Ihr Wunsch ist es, dass eine Kultur und Atmosphäre geschaffen wird, in dem eine betroffene Person aussprechen kann, was ihr passiert ist und dann entsprechende Hilfe bekommt. Hilfe in der Form, die sie sich wünscht. Da die Situation leider oft nicht zulässt, dass die Hilfe suchende Person das offen ansprechen kann, gibt es bestimmte Handzeichen und Signale wie „Ist Luisa hier?“. Dafür müssen natürlich alle Mitarbeitenden dementsprechend geschult werden. Die Clubs, die die Schulungen buchen, nehmen die Konzepte sehr bereitwillig an. Allerdings kommen diese ja auch von selbst auf das Team vom Frauennotruf zu. Für Clubs, die noch nicht so sensibilisiert sind, brauche es laut Mirjam Spies gesetzliche Vorschriften.

Noch bevor es zu spät ist: Prävention

Ein letzter Punkt, der ihr auch sehr am Herzen liegt, ist dass die Täter*innen im Blick behalten werden Konsequenzen erfahren, andernfalls würden sie sich weiterhin übergriffig verhalten. Das WUT Kollektiv ist der Auffassung, dass es zudem nötig sei, dass übergriffige Personen nicht nur sanktioniert sondern auch aufgeklärt werden.

“Viele Menschen haben sich nicht mit internalisierten Sexismen und Rassismen auseinandergesetzt und benötigen dringend Werkzeuge, um ihre eigenen Denk- und Handlungsmuster zu dekonstruieren. Übergriffiges Verhalten verschwindet nur durch Bildung nachhaltig, nicht durch Ausschluss.”

Petra Weigart, WUT Kollektiv

Sofija Pavlenko engagiert sich bei catcallsofmunich und versucht gemeinsam mit dem Rest ihres Teams Aufklärung zu diesem Thema auf Instagram zu betreiben. Sie möchten Catcalling sichtbarer machen und ein Bewusstsein für die Grenze zwischen Kompliment und Belästigung schaffen.

Sofija Pavlenko, catcallsofmunich

Sie erklärt, dass man in solchen Situationen oft ein Gefühl von Ohnmacht spürt und erst später merkt, was man hätte tun können. Deswegen ist es sehr schwierig Betroffenen Tipps zu geben. Letztendlich ist es wichtig auf die Bedürfnisse der Opfer einzugehen und einen Rückzugsort anzubieten. Das Personal sollte zwischen den Parteien vermitteln den/die Täter*in dem Club verweisen und gegebenfalls die Polizei einschalten.
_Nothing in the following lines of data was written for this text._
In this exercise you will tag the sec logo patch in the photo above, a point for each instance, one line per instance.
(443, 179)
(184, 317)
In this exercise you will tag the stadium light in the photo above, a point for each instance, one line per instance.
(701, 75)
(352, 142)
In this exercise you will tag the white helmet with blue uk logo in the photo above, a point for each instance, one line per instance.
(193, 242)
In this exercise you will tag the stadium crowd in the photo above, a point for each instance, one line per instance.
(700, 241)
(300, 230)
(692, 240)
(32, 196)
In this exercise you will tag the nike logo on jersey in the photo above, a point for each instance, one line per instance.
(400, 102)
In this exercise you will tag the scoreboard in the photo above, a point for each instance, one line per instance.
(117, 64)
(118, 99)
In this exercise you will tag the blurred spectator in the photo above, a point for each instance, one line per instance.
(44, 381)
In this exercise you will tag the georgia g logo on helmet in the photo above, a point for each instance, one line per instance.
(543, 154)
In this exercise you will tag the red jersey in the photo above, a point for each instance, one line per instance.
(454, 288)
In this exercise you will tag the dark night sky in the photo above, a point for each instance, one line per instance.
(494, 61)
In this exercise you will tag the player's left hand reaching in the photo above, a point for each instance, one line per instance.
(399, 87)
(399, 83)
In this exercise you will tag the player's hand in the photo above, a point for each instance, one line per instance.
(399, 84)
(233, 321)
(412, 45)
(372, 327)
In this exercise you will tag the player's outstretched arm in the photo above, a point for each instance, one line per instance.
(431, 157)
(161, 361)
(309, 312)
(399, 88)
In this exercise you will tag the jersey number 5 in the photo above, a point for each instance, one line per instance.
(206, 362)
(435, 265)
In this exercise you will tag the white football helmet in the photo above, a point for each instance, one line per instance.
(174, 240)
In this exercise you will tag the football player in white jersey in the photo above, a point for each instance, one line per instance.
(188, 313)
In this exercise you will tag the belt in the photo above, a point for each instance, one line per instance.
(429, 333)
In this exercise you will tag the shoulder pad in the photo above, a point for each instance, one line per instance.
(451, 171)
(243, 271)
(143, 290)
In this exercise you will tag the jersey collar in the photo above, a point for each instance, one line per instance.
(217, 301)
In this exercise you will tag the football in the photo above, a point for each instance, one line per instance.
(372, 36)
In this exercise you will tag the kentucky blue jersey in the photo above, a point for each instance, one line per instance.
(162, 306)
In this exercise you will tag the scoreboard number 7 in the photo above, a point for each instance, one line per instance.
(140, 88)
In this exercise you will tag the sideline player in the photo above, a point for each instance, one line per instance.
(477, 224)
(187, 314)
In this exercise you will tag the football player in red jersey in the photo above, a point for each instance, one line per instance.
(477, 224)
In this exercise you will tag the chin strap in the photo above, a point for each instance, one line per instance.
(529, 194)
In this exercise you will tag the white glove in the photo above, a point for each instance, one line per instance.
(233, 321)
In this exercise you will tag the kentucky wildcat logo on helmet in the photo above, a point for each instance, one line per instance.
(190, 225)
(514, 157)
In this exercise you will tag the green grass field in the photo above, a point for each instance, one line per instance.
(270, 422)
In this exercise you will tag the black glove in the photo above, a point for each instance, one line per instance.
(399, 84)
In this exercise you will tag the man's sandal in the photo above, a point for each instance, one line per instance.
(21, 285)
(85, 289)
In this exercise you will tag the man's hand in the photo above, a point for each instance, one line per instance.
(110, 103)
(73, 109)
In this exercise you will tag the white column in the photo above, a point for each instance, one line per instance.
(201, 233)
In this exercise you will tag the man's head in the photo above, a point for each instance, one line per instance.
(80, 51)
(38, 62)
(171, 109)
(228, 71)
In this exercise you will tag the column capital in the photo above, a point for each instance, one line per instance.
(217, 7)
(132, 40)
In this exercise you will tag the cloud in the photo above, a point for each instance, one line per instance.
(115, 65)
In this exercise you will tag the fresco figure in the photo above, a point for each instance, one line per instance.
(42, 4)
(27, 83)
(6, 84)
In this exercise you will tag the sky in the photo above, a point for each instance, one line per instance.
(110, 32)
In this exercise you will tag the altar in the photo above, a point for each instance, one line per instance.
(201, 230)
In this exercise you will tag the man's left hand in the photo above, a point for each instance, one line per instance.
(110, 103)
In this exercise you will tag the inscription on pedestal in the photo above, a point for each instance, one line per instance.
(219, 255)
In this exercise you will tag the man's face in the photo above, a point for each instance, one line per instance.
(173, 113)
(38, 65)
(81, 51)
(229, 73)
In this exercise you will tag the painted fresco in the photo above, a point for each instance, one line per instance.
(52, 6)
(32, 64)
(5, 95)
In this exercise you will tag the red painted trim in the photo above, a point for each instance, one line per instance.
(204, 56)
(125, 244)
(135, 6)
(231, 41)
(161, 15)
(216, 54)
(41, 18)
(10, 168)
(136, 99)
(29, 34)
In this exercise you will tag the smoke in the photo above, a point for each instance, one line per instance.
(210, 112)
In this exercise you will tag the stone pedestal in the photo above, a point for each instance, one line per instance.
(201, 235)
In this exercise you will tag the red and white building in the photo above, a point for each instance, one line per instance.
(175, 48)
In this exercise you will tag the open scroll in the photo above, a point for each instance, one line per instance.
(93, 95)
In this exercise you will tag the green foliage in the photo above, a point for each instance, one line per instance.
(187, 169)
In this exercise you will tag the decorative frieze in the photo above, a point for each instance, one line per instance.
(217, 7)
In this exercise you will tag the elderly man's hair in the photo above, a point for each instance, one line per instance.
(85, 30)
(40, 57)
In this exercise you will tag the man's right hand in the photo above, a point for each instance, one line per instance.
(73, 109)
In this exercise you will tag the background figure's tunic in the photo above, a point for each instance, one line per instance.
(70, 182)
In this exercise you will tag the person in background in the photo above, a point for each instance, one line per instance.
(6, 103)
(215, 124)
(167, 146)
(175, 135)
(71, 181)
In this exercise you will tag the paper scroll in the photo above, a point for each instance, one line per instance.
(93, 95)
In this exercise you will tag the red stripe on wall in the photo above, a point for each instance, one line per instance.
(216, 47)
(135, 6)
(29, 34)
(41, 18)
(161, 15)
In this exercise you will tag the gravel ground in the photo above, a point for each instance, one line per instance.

Wie kann man eine Cluberfahrung sicher und inklusiv gestalten?

Auch das Team vom WUT Kollektiv leistet Awareness-Arbeit auf Veranstaltungen. Auf Anfrage von Clubbetreiber*innen werden Konzepte und Schulungen ausgearbeitet, allerdings reiche es nicht ein kleines feministisches Kollektiv einzuladen, um diese Arbeit zu übernehmen. Um Nachtclubs zu einem safe space zu machen, brauche es Bewusstsein und Awareness-Leitfäden, die sich unter den Mitarbeitenden und Gästen etablieren müssen. Security Personal allein sei zu wenig.

Nadjia Mehraban vom WUT Kollektiv betont, dass Diversität von Innen gelebt werden muss, um eine Cluberfahrung für alle sicher zu machen:

„Es müssen mehr LGBTQIA+, BiPOC, Menschen mit Behinderung und Menschen aus anderen marginalisierten Gruppen auf allen Ebenen diese Räume selbst mitgestalten können. […] Eine kritische Masse aus marginalisierten Gruppen. Diese Menschen könnten dann etwas bewegen und ein inklusives Nachtleben für alle gestalten.“

Nadjia Mehraban, WUT Kollektiv

Anmerkung: Pimpernel und 089 Bar wollten sich nicht zu der Thematik äußern. Hemmungslos, Rote Sonne, P1, Filmcasino, Neuraum, Call Me Drella und Unter Deck haben nicht auf unsere Anfrage reagiert.